The Emotional Thesaurus, A Writer’s Guide To Character Expression by Angela Ackerman and Becca Puglisi is a great tool to help writers find the right gesture, description or inner feeling for any character. The book is divided into 75 emotions starting with adoration and ending with worry. Each emotion is broken down into definition, physical signals, internal sensations, mental responses, cues of acute or long term, cues of suppressed and a Writer’s tip added for good measure.
This book could be read from start to finish but is better used as a resource. As I am rewriting and editing my novel I ran across a section where I used the word nervous. I need to show that nervousness to the reader. Turning to the Nervousness section I found lots of helpful clues.
The list of physical signals was quite long. I found rubbing hand’s down ones pants, a lack of eye contact and scraping hands through hair as great suggestions. But one needs to go deeper so I looked at the list of internal sensations discovering nausea and an empty feeling in the pit of the stomach set my imagination in motion. The mental response that best fit my character was a desire to flee. I found panic attack in the cues of acute or long term nervousness and a pasted on smile under cues of suppressed nervousness.
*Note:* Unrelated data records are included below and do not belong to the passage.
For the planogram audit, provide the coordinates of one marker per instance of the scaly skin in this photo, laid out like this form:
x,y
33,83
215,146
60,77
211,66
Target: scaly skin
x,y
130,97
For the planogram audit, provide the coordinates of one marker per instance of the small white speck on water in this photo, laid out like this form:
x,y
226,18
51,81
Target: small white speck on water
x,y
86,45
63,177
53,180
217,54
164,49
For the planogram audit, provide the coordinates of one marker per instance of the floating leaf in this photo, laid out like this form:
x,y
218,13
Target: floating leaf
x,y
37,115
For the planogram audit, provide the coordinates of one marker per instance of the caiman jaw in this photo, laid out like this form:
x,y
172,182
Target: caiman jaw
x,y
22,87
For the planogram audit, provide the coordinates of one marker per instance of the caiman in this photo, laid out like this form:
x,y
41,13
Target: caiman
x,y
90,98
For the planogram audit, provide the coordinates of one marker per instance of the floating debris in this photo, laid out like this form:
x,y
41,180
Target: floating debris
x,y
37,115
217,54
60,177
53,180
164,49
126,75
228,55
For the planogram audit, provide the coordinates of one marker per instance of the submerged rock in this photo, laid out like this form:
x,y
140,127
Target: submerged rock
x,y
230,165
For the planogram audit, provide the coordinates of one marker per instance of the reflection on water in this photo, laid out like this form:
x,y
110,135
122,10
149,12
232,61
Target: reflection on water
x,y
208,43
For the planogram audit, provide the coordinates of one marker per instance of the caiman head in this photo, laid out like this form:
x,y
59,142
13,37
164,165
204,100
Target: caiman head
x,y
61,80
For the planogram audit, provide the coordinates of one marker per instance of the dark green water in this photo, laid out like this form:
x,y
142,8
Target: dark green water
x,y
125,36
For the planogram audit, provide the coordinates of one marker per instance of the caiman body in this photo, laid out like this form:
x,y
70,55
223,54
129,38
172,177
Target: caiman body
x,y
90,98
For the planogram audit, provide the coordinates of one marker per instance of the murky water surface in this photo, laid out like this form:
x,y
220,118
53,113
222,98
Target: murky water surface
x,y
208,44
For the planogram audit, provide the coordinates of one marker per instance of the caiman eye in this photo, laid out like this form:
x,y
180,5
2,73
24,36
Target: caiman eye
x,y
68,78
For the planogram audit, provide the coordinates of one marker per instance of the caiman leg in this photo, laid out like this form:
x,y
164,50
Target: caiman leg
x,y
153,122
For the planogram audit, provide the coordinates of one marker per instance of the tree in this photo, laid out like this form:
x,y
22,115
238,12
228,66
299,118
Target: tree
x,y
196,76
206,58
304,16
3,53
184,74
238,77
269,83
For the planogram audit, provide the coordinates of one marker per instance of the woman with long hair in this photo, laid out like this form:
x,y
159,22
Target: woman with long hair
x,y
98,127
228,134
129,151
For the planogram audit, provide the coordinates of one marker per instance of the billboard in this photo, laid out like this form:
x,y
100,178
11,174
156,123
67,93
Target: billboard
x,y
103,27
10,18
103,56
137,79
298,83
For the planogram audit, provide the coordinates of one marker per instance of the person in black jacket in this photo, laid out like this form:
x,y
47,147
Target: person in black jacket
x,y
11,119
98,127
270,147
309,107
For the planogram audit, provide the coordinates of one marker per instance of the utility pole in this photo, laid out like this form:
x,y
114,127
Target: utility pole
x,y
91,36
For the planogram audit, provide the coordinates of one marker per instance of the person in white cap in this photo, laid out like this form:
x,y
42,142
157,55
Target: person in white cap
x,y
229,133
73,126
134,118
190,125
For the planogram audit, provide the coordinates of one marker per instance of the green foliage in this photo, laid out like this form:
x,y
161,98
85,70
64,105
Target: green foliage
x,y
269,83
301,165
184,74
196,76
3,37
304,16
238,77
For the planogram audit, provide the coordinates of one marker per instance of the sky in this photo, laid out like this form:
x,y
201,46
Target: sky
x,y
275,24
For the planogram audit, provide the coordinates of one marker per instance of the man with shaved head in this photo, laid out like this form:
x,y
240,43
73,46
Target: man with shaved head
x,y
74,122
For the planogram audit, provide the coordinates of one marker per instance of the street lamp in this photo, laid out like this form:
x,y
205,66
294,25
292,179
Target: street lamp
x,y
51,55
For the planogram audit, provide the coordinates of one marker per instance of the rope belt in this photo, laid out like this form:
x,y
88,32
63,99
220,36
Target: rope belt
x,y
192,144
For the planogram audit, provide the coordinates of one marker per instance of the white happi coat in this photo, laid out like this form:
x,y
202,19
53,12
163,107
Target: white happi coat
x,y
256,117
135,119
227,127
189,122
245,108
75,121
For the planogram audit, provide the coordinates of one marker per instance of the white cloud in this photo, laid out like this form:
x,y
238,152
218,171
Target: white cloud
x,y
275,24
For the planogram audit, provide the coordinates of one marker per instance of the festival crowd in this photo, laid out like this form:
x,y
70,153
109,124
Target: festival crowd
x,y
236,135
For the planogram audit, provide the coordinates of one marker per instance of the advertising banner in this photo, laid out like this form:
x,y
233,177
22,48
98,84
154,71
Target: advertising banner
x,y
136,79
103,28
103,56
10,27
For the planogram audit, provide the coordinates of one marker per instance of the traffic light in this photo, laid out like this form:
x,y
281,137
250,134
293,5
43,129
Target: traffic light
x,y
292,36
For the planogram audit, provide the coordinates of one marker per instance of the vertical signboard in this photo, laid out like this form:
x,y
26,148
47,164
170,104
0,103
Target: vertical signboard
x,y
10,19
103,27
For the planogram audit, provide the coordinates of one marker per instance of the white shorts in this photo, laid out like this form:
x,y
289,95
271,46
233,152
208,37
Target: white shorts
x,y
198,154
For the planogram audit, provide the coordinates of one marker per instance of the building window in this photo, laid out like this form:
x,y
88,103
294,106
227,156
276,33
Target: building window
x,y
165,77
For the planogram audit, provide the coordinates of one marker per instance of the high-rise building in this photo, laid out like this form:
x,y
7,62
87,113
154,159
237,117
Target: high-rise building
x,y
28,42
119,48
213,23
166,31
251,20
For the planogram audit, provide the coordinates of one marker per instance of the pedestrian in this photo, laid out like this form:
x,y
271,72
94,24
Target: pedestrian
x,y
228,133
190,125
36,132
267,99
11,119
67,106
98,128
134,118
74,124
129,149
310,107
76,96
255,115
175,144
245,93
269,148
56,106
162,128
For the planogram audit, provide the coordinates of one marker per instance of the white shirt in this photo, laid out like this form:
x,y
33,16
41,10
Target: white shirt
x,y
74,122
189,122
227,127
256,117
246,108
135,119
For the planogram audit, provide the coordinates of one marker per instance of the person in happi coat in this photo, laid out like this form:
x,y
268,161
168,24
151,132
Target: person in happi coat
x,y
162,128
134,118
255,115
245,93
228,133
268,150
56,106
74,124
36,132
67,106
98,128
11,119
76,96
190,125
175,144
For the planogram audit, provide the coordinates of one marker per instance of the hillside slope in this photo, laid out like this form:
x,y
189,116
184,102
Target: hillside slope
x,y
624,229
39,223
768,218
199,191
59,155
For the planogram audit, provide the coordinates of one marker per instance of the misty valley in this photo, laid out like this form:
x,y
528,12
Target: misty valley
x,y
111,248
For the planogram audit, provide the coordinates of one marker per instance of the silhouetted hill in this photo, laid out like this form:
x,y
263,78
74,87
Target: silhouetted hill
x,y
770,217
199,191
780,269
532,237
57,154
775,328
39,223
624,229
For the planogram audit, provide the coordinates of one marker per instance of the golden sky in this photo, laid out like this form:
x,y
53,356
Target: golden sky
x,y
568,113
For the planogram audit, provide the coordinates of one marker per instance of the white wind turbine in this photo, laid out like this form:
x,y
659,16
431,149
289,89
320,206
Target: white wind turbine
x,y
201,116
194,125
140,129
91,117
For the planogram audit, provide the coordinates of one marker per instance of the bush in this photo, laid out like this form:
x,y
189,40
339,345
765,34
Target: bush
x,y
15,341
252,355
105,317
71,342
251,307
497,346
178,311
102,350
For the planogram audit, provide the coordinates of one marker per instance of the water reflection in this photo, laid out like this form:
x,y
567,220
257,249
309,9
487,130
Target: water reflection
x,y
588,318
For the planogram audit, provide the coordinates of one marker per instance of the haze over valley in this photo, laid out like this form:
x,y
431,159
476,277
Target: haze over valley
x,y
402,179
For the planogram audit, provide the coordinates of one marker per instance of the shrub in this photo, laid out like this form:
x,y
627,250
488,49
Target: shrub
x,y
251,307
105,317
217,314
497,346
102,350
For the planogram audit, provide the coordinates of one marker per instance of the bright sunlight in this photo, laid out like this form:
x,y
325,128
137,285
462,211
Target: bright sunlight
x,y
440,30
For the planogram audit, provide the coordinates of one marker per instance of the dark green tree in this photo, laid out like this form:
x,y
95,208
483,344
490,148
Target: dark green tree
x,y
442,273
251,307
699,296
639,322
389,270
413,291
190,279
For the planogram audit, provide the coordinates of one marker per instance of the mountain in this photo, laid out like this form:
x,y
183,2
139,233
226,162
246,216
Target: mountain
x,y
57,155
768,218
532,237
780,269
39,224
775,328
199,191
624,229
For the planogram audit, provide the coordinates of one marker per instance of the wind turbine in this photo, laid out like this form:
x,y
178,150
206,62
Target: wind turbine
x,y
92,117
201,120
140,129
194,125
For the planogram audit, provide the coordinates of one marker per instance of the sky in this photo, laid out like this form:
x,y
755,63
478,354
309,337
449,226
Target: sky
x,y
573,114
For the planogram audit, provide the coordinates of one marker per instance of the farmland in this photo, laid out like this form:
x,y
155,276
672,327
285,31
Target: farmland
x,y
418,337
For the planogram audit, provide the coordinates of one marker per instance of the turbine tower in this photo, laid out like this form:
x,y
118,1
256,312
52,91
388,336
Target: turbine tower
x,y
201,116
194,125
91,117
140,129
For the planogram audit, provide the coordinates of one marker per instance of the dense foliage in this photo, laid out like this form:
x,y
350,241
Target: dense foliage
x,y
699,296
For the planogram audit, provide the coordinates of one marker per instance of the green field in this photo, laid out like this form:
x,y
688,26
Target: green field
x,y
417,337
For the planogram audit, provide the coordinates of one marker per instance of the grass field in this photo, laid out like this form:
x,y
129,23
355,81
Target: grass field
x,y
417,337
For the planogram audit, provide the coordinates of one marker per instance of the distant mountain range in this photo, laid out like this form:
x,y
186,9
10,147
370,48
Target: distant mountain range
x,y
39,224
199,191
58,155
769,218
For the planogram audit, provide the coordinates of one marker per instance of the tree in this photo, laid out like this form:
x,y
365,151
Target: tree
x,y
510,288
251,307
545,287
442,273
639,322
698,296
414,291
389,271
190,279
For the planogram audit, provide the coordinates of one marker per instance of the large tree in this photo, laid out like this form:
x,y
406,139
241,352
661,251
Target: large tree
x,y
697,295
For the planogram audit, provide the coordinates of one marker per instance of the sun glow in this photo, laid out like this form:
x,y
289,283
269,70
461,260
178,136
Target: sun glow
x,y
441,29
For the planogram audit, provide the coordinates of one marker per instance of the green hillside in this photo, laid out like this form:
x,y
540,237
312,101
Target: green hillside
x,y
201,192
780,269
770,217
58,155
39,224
The Writer Tip on the nervousness page was a helpful reminder. “Body movement and external reactions alone will not create an emotional connection for the reader. Pairing action with a light use of internal sensations and or thoughts creates a deeper emotional pull.”
I found reading thorough the list caused me to reexamine my whole scene adding the components that were missing. It stretched my imagination as I created a new more powerful scene. The lists are not designed for you to copy the words into your manuscript but rather expand your thinking regarding your characters. As I read the list I could see which qualities fit my heroine and which made more sense for my hero or a minor character.
The Emotional Thesaurus is a must have for your writer’s bookshelf. Keep it close at hand for easy reference.